The EC Regulation 1005/2008(1) to fight against illegal, unreported and unregulated (IUU) fishing is a transparent and non discriminatory instrument which applies to all vessels engaged in the commercial exploitation of fishery resources, and seeks to prevent, deter and eliminate all trade of fishery products into the Union deriving from IUU fishing in all waters, and the involvement of EU nationals in IUU activities conducted under any flag. EU operators are also subject to equivalent measures, as EU vessels will also provide a catch certificate validated by the competent Member States prior to exporting to third countries their fish and fishery products if requested by the third country or if products are re-exported back into the EU. The EU is asking flag States to comply with the laws and regulations adopted by third countries, as well as international conservation and management measures, such as Unclos (United Nations (UN) Convention on the Law of the Sea), Food and Agriculture Organisation (FAO) and RFMOs (Regional Fisheries Management Organisations).

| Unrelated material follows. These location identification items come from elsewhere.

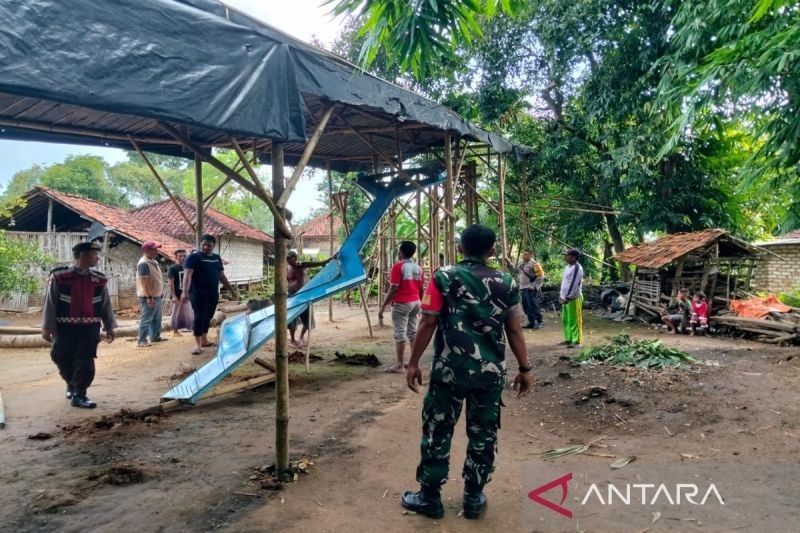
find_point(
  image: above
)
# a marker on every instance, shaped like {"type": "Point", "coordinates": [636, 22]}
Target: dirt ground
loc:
{"type": "Point", "coordinates": [201, 468]}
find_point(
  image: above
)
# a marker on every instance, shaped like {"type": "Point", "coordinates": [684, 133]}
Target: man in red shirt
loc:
{"type": "Point", "coordinates": [405, 291]}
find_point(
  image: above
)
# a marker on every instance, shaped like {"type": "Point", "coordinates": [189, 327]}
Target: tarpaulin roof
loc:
{"type": "Point", "coordinates": [33, 215]}
{"type": "Point", "coordinates": [96, 71]}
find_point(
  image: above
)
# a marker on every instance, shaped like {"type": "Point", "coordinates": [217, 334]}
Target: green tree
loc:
{"type": "Point", "coordinates": [416, 34]}
{"type": "Point", "coordinates": [739, 61]}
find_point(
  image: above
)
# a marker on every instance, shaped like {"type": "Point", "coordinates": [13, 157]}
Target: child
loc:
{"type": "Point", "coordinates": [699, 313]}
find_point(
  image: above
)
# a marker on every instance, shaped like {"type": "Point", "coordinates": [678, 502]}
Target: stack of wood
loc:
{"type": "Point", "coordinates": [776, 328]}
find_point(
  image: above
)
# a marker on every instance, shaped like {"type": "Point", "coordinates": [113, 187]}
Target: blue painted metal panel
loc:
{"type": "Point", "coordinates": [242, 335]}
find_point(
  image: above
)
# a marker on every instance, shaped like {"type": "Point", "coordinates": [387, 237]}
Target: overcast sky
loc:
{"type": "Point", "coordinates": [304, 19]}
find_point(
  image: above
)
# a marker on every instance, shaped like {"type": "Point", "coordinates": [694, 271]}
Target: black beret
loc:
{"type": "Point", "coordinates": [86, 246]}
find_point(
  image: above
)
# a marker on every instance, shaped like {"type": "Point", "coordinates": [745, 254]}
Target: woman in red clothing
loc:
{"type": "Point", "coordinates": [699, 313]}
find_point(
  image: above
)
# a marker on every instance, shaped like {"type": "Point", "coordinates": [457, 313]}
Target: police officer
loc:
{"type": "Point", "coordinates": [76, 303]}
{"type": "Point", "coordinates": [472, 308]}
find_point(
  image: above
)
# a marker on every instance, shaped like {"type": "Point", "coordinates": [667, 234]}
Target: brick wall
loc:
{"type": "Point", "coordinates": [776, 275]}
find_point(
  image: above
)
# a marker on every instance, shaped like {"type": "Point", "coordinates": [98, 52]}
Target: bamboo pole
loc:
{"type": "Point", "coordinates": [448, 198]}
{"type": "Point", "coordinates": [256, 187]}
{"type": "Point", "coordinates": [307, 153]}
{"type": "Point", "coordinates": [198, 195]}
{"type": "Point", "coordinates": [280, 296]}
{"type": "Point", "coordinates": [330, 228]}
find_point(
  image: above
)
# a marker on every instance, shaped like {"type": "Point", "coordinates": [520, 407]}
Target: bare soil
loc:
{"type": "Point", "coordinates": [355, 430]}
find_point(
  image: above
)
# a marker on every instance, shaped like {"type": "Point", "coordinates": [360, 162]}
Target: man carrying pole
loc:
{"type": "Point", "coordinates": [296, 276]}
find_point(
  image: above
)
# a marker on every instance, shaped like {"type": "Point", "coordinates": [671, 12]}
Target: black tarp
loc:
{"type": "Point", "coordinates": [193, 62]}
{"type": "Point", "coordinates": [151, 58]}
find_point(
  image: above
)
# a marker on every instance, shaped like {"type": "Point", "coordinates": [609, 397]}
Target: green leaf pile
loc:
{"type": "Point", "coordinates": [621, 350]}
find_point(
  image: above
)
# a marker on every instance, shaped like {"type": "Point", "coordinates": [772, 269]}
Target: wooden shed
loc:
{"type": "Point", "coordinates": [712, 261]}
{"type": "Point", "coordinates": [779, 271]}
{"type": "Point", "coordinates": [55, 221]}
{"type": "Point", "coordinates": [240, 245]}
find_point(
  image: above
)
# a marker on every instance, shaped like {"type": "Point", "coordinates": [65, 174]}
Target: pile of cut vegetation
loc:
{"type": "Point", "coordinates": [621, 350]}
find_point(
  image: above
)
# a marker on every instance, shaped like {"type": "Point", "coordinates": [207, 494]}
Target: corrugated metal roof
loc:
{"type": "Point", "coordinates": [663, 251]}
{"type": "Point", "coordinates": [319, 226]}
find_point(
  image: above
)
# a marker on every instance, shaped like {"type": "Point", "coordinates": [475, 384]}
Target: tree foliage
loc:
{"type": "Point", "coordinates": [130, 183]}
{"type": "Point", "coordinates": [415, 34]}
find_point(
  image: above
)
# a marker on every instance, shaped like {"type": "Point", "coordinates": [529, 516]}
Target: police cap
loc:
{"type": "Point", "coordinates": [85, 247]}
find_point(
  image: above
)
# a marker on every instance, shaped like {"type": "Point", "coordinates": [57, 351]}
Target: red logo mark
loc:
{"type": "Point", "coordinates": [535, 495]}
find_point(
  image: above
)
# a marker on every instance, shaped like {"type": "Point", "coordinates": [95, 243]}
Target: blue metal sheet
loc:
{"type": "Point", "coordinates": [242, 335]}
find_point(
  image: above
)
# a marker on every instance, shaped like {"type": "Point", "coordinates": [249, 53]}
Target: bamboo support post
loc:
{"type": "Point", "coordinates": [280, 296]}
{"type": "Point", "coordinates": [255, 187]}
{"type": "Point", "coordinates": [2, 411]}
{"type": "Point", "coordinates": [308, 340]}
{"type": "Point", "coordinates": [330, 228]}
{"type": "Point", "coordinates": [160, 182]}
{"type": "Point", "coordinates": [264, 364]}
{"type": "Point", "coordinates": [502, 193]}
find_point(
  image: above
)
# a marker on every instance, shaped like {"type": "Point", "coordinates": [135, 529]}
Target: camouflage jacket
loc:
{"type": "Point", "coordinates": [472, 302]}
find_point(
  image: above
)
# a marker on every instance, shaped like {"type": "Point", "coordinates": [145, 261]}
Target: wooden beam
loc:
{"type": "Point", "coordinates": [330, 228]}
{"type": "Point", "coordinates": [161, 182]}
{"type": "Point", "coordinates": [85, 132]}
{"type": "Point", "coordinates": [263, 363]}
{"type": "Point", "coordinates": [449, 226]}
{"type": "Point", "coordinates": [311, 145]}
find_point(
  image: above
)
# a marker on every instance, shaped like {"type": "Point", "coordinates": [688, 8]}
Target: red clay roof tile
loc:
{"type": "Point", "coordinates": [165, 216]}
{"type": "Point", "coordinates": [118, 219]}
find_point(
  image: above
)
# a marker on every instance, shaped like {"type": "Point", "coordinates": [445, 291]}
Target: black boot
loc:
{"type": "Point", "coordinates": [474, 502]}
{"type": "Point", "coordinates": [427, 502]}
{"type": "Point", "coordinates": [83, 402]}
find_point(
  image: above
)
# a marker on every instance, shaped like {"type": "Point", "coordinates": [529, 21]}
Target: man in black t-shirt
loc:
{"type": "Point", "coordinates": [175, 282]}
{"type": "Point", "coordinates": [203, 272]}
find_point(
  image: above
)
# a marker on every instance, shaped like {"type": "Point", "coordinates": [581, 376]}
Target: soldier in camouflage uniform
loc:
{"type": "Point", "coordinates": [471, 308]}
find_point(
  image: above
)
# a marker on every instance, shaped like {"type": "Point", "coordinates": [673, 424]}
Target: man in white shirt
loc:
{"type": "Point", "coordinates": [572, 300]}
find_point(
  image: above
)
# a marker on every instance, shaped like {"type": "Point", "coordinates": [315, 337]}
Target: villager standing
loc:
{"type": "Point", "coordinates": [202, 274]}
{"type": "Point", "coordinates": [76, 304]}
{"type": "Point", "coordinates": [571, 298]}
{"type": "Point", "coordinates": [296, 278]}
{"type": "Point", "coordinates": [149, 289]}
{"type": "Point", "coordinates": [406, 286]}
{"type": "Point", "coordinates": [182, 315]}
{"type": "Point", "coordinates": [471, 308]}
{"type": "Point", "coordinates": [677, 312]}
{"type": "Point", "coordinates": [531, 276]}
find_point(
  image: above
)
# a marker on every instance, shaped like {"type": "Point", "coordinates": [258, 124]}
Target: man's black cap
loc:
{"type": "Point", "coordinates": [86, 246]}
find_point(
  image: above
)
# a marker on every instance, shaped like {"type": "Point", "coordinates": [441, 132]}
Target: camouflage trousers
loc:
{"type": "Point", "coordinates": [440, 412]}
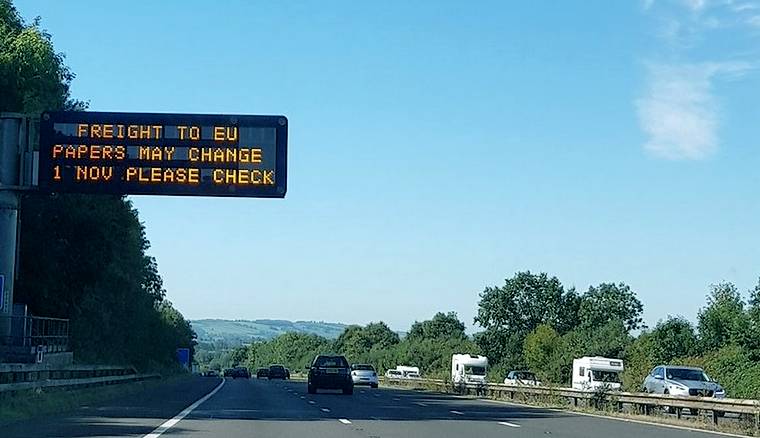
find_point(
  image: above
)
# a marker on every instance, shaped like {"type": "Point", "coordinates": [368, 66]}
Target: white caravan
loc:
{"type": "Point", "coordinates": [468, 368]}
{"type": "Point", "coordinates": [406, 371]}
{"type": "Point", "coordinates": [590, 373]}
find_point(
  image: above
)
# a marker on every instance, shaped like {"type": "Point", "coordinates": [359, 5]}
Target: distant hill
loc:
{"type": "Point", "coordinates": [243, 331]}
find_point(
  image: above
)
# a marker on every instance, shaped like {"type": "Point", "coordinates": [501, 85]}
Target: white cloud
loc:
{"type": "Point", "coordinates": [695, 5]}
{"type": "Point", "coordinates": [679, 113]}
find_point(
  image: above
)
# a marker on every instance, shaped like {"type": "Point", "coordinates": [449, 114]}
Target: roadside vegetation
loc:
{"type": "Point", "coordinates": [83, 257]}
{"type": "Point", "coordinates": [534, 322]}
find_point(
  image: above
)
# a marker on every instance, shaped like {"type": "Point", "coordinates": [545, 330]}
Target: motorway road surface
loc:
{"type": "Point", "coordinates": [260, 408]}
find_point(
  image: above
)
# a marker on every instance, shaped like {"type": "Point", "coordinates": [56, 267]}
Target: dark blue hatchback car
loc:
{"type": "Point", "coordinates": [330, 372]}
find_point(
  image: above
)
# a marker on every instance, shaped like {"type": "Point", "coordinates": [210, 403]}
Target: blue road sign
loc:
{"type": "Point", "coordinates": [183, 357]}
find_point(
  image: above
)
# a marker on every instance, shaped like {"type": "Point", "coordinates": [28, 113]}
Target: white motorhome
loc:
{"type": "Point", "coordinates": [590, 373]}
{"type": "Point", "coordinates": [468, 368]}
{"type": "Point", "coordinates": [406, 371]}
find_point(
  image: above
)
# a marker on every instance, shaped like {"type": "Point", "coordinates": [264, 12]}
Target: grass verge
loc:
{"type": "Point", "coordinates": [37, 403]}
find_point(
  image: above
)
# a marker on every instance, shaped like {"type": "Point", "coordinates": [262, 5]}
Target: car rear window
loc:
{"type": "Point", "coordinates": [363, 367]}
{"type": "Point", "coordinates": [331, 362]}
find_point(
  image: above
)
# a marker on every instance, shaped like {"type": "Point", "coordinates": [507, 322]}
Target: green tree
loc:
{"type": "Point", "coordinates": [33, 77]}
{"type": "Point", "coordinates": [527, 301]}
{"type": "Point", "coordinates": [723, 321]}
{"type": "Point", "coordinates": [510, 312]}
{"type": "Point", "coordinates": [673, 338]}
{"type": "Point", "coordinates": [608, 302]}
{"type": "Point", "coordinates": [356, 342]}
{"type": "Point", "coordinates": [544, 351]}
{"type": "Point", "coordinates": [443, 325]}
{"type": "Point", "coordinates": [82, 257]}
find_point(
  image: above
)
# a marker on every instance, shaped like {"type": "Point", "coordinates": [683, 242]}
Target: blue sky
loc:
{"type": "Point", "coordinates": [437, 148]}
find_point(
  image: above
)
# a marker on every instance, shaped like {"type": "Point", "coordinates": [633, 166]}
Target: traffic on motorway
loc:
{"type": "Point", "coordinates": [588, 373]}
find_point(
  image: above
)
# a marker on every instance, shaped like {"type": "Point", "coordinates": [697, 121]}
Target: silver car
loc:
{"type": "Point", "coordinates": [363, 374]}
{"type": "Point", "coordinates": [683, 381]}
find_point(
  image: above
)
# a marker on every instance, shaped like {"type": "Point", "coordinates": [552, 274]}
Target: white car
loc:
{"type": "Point", "coordinates": [521, 378]}
{"type": "Point", "coordinates": [364, 374]}
{"type": "Point", "coordinates": [394, 374]}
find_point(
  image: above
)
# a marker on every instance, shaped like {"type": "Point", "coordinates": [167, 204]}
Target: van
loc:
{"type": "Point", "coordinates": [591, 373]}
{"type": "Point", "coordinates": [468, 368]}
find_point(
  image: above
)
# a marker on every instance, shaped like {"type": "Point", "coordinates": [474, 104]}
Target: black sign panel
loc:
{"type": "Point", "coordinates": [164, 154]}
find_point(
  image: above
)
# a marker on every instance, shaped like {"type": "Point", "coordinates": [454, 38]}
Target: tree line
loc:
{"type": "Point", "coordinates": [83, 257]}
{"type": "Point", "coordinates": [533, 322]}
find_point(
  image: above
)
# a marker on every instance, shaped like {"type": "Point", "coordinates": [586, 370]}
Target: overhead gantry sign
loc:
{"type": "Point", "coordinates": [163, 154]}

EC Regulation 1005/2008 does therefore not introduce any discriminatory treatment against imported products. As a result, regardless of the fact that the regulation can certainly be considered necessary to the conservation of exhaustible natural resources (i.e. fish stocks) and would comply with the conditions of Article XX(g) (General exceptions) of General Agreement on Tariffs and Trade (GATT), the EU believes that the IUU Regulation is fully compatible with its World Trade Organisation (WTO) obligations and therefore does not need any justification as an exception to GATT disciplines.

Furthermore, the EU has tried to ensure that the introduction of the new requirements under the IUU Regulation are the least trade disruptive possible. The EU has engaged in an early and wide campaign of explanation of the new requirements through bilateral meetings and regional seminars with third countries so as to ensure that those countries would be in a position to timely adapt their practices to the new situation before the entry into force of the new requirements.

The IUU Regulation cannot be understood as implying ‘extraterritorial’ application of EU measures. The IUU Regulation is only aimed at ensuring that fish products which enter the EU market comply with both international commitments and the national standards adopted by the exporting country in this area and by no means imposes new standards in an ‘extraterritorial’ manner.

(1)Council Regulation (EC) No 1005/2008 of 29 September 2008 establishing a Community system to prevent, deter and eliminate illegal, unreported and unregulated fishing, amending Regulations (EEC) No 2847/93, (EC) No 1936/2001 and (EC) No 601/2004 and repealing Regulations (EC) No 1093/94 and (EC) No 1447/1999, OJ L 286, 29.10.2008.